ONLamp.com
oreilly.comSafari Books Online.Conferences.

advertisement


Squid: The Definitive Guide

Eleven Metrics to Monitor for a Happy and Healthy Squid

by Duane Wessels, author of Squid: The Definitive Guide
03/25/2004

In this article, I'll show you how to stay on top of Squid's performance. If you follow this advice, you should be able to discover problems before your users begin calling you to complain.

Squid provides two interfaces for monitoring its operation: SNMP and the cache manager. Each has its own set of advantages and shortcomings.

SNMP is nice because it is familiar to many of us. If you already have some SNMP software deployed in your network, you may be able to easily add Squid to the other services that you already monitor. Squid's SNMP implementation is disabled by default at compile time. To use SNMP, you must pass the --enable-snmp option to ./configure like this: ./configure --enable-snmp ...

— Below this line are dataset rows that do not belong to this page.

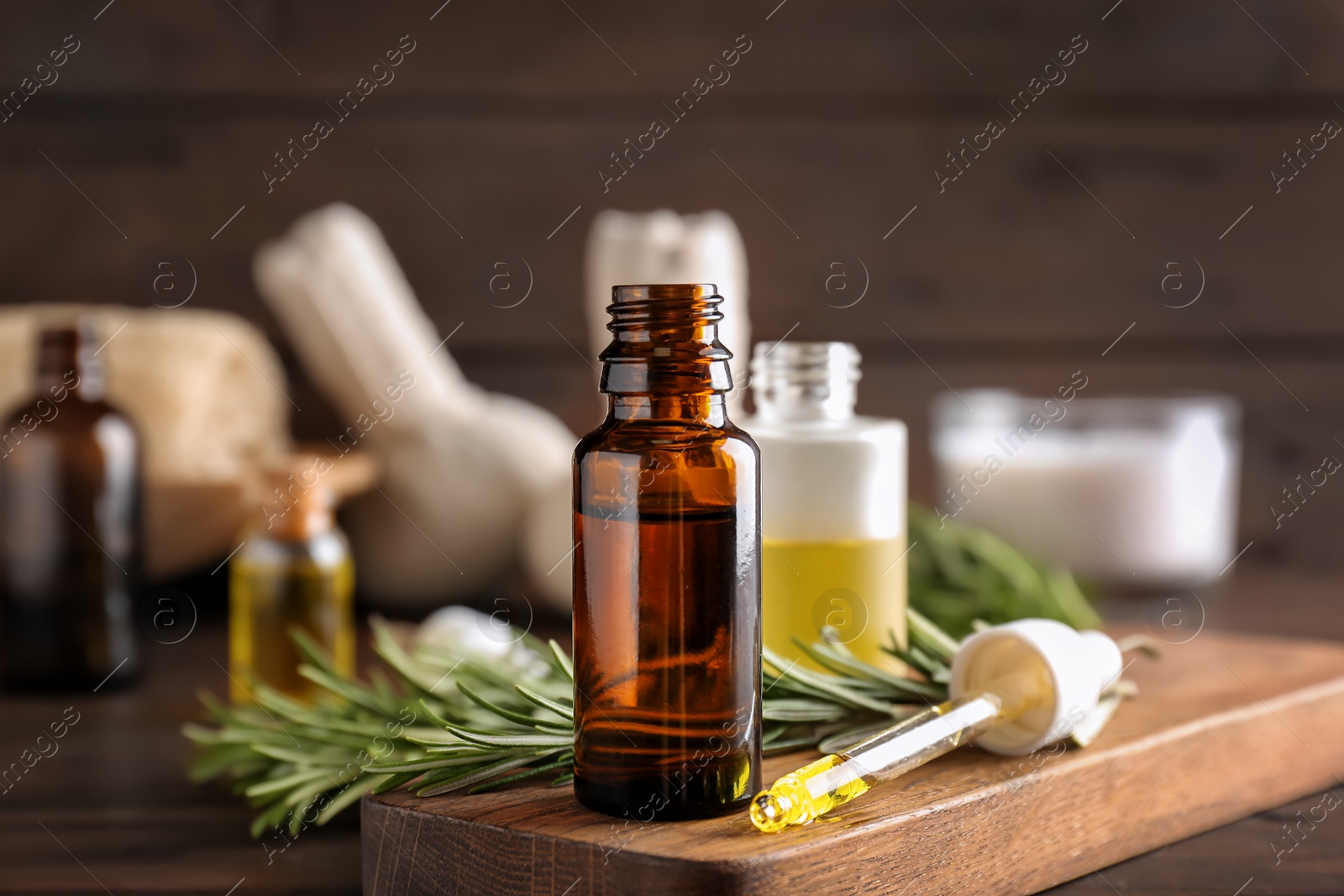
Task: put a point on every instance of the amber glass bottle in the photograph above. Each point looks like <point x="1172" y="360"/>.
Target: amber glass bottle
<point x="667" y="580"/>
<point x="293" y="569"/>
<point x="69" y="526"/>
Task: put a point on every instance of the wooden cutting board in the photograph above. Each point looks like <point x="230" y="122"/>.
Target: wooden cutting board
<point x="1225" y="726"/>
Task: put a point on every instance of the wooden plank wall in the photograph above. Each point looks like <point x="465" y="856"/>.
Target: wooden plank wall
<point x="1048" y="246"/>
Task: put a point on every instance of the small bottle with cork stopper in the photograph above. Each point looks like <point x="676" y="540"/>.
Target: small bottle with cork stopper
<point x="293" y="570"/>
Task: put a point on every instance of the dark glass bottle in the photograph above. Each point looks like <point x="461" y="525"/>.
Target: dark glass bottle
<point x="69" y="527"/>
<point x="667" y="578"/>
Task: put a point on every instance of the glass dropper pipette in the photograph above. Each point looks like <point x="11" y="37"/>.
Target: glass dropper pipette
<point x="1028" y="669"/>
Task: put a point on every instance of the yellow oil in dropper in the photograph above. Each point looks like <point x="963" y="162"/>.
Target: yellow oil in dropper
<point x="832" y="781"/>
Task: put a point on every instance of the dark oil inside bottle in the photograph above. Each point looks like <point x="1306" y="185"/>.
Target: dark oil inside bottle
<point x="667" y="590"/>
<point x="660" y="730"/>
<point x="69" y="528"/>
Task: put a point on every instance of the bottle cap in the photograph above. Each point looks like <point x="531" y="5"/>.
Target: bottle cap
<point x="1079" y="665"/>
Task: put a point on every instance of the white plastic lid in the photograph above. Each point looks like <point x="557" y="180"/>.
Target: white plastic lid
<point x="1079" y="667"/>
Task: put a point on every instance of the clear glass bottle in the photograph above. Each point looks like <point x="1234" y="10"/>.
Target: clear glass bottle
<point x="295" y="569"/>
<point x="833" y="504"/>
<point x="71" y="479"/>
<point x="667" y="595"/>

The downside to SNMP is that you can't use it to monitor all of the metrics that I talk about in this article. Squid's MIB has remained almost unchanged since it was first written in 1997. Some of the things that you should monitor are only available through the cache manager interface.

The cache manager is a set of "pages" that you can request from Squid with a special URL syntax. You can also use Squid's cachemgr.cgi utility to view the information through a web browser. As you'll see in the examples, it is a little awkward to use the cache manager for periodic data collection. I have a solution to this problem, which I'll describe at the end of the article.

Related Reading

Squid: The Definitive Guide
By Duane Wessels

1. Process Size

Squid's process size has a direct impact on performance. If the process becomes too large, and won't fit entirely in memory, your operating system swaps portions of it to disk. This causes performance to degrade quickly -- i.e., you'll see an increase in response times. Squid's process size can be a little bit difficult to control at times. It depends on the number of objects in your cache, the number of simultaneous users, and the types of objects that they download.

Squid has four ways to determine its process size. One or more of them may not be supported on your particular operating system. They are: getrusage(), mallinfo(), mstats(), and sbrk().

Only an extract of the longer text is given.